8.迷い
騒動が起きた翌日。
ケヴィン皇子に押しかけられる心配もなくなり、オリヴィアは自分の執務室に久々に入ることができた。
椅子に腰かけて、オリヴィアはケヴィン皇子の発言を思い返す。
「私に取り入って中枢に入り込むつもりだったみたいだけど、私に気に入られたら他国出身でも政治に参画できると思ったのかしら?」
エルヴィスは怪訝な顔でオリヴィアを見た。
「お前、気付いてなかったのか?」
「えっ?」
「他国出身者が堂々と内政干渉できるポジションがあるだろ」
「え……なに?」
全く思い付かなくて、オリヴィアが瞬きをする。
呆れたようにため息を吐くと、エルヴィスは淡々と言った。
「王配だよ。女王の伴侶だ」
ドクン、とオリヴィアの心臓が跳ねた。
「おっ……王配?わ、私と結婚するってこと?」
「ああ。

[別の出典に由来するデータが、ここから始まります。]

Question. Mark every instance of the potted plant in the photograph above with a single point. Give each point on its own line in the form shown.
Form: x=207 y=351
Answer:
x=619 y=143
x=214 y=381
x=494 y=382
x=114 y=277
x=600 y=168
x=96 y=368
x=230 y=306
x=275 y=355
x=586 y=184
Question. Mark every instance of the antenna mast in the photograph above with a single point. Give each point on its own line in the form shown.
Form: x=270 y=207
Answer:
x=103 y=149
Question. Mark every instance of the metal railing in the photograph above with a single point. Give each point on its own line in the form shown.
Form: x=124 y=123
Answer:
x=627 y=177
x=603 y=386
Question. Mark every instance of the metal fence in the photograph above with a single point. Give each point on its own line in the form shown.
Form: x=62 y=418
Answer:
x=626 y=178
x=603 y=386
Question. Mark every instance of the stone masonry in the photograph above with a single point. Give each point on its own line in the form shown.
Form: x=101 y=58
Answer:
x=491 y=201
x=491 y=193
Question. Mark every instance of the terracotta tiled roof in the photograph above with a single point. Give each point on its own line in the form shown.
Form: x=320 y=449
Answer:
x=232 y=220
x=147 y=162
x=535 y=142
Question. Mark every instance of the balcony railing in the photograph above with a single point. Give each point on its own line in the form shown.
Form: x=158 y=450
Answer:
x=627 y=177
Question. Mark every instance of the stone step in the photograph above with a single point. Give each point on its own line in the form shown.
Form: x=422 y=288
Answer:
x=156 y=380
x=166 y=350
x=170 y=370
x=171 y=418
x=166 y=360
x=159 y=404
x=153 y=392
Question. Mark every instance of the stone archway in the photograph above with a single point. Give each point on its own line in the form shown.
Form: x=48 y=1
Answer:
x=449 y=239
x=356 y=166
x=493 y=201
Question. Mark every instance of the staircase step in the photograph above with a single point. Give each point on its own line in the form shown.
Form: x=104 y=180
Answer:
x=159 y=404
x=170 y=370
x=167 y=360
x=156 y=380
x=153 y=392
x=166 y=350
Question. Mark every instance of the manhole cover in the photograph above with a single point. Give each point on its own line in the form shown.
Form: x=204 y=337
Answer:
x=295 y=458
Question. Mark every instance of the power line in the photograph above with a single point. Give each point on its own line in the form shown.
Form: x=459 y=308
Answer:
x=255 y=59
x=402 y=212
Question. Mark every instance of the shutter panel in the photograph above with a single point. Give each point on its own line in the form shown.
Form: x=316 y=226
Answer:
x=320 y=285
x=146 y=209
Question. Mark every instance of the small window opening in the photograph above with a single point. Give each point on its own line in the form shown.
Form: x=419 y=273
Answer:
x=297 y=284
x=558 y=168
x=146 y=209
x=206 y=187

それを狙ってたんだろうな。やりすぎて逆効果だったが」
落ち着いているエルヴィスに対して、オリヴィアは狼狽する。
なんだか距離が近いとは思ったが、伴侶の座を狙っていたとは露ほども気付かなかった。
特別な関係になりたいのだろうとは予想がついていたが、まさかそこまで考えていたとは。
「そっか……」
改めて気付かされて、オリヴィアはぽつりと溢す。
「私は女王だから、結婚も政治になるのね」
「……」
政略結婚、という言葉が頭に浮かんだ。
国交を結ぶ手段として取る、王族同士の結婚。
王族には後継問題も絡んでくるので、結婚は非常に大きな交渉材料だ。
エクスカリオン王国は剣が王を選ぶが、王の子がまた王に選ばれることも当然あった。
オリヴィアの子も、剣に触れるチャンスが多いという点で剣に選ばれる可能性は高い。
そうでなくても、現女王であり、さらに若い女性であるオリヴィアの寵愛を受けられれば、長く国政に影響を与えられるであろうことは明らかだった。
それが女王として当たり前のことであり、政治上必要な視点であると分かっていても、オリヴィアの心はずんと沈んだ。
「……恋をして、愛し合って結婚するっていうのは夢のまた夢なのかな」
呟いたあと、オリヴィアはうっかり心の声を口にしてしまったことに気がついた。
(いけない、こんなことを言ってはエルヴィスを困らせるだけなのに。何とか誤魔化さなきゃ……)
「あっ、ごめんなさい。何でも……」
「お前の好きにすればいい」
「……えっ?」
オリヴィアは瞬きをしてエルヴィスを見た。
エルヴィスがすっとオリヴィアに目線を向ける。
その眼差しは真剣だった。
「……どういう意味?」
「そのままの意味だ。好きなやつと恋をして、愛し合って、結婚すればいい。政治のことなんて考えなくてもいい」
「……そんなわけにいかないわ。私は女王だもの。私が本当に好きな人と結婚してしまったら、エクスカリオン王国は重要な交渉武器を一つ失くすのよ。……そんなことできない」
オリヴィアが俯くと、静かな足音の後、そっと肩に大きな手が添えられた。
目の前に、エルヴィスが来ていた。
「何のために俺が……俺たちがいると思ってんだ。女王一人好きに結婚させてやれねー甲斐性なしじゃないぜ。お前が好きなやつと一緒になったからってこの国が滅ぶような、そんなヤワな政治はしない」
青い目が、オリヴィアの紫の目をまっすぐに見ていた。
エルヴィスはしばらく黙っていた。
何かを押し殺すように、一度だけ息を吐く。
「好きなやつと結婚しろ。幸せになれ。あとは任せろ」
その言葉に、オリヴィアの胸が波立った。
嬉しい反面、一抹の寂しさもあった。
エルヴィスの言う「好きなやつ」の中に、エルヴィス自身はいない。
(……私が好きなのは、貴方なのに)
その言葉を深く呑み込んで、オリヴィアは微笑んだ。
「……ありがとう、エルヴィス」
エルヴィスがそっと目を伏せて、静かに笑ったように見えた。
夜。
月明かりだけが照らす玉座の間。
コツ、コツと一人分の靴音が響いた。
足音の主は、玉座に向かって階段を上っていく。
正確には──玉座の隣に据えられている、聖剣に向かっていた。
やがてエクスカリバーの前で足音は止まる。
静かに手が伸ばされた。
柄をその手がゆっくりと掴むが、聖剣は拒まなかった。
手の持ち主は暫し微動だにせず静止したが、小さく息を吐くと、そっと剣に身体を預ける。
「……俺はどうしたらいい。父上……」
エルヴィスの迷いに揺れた呟きは、誰に聞かれることもなく、部屋にぽつりと落ちた。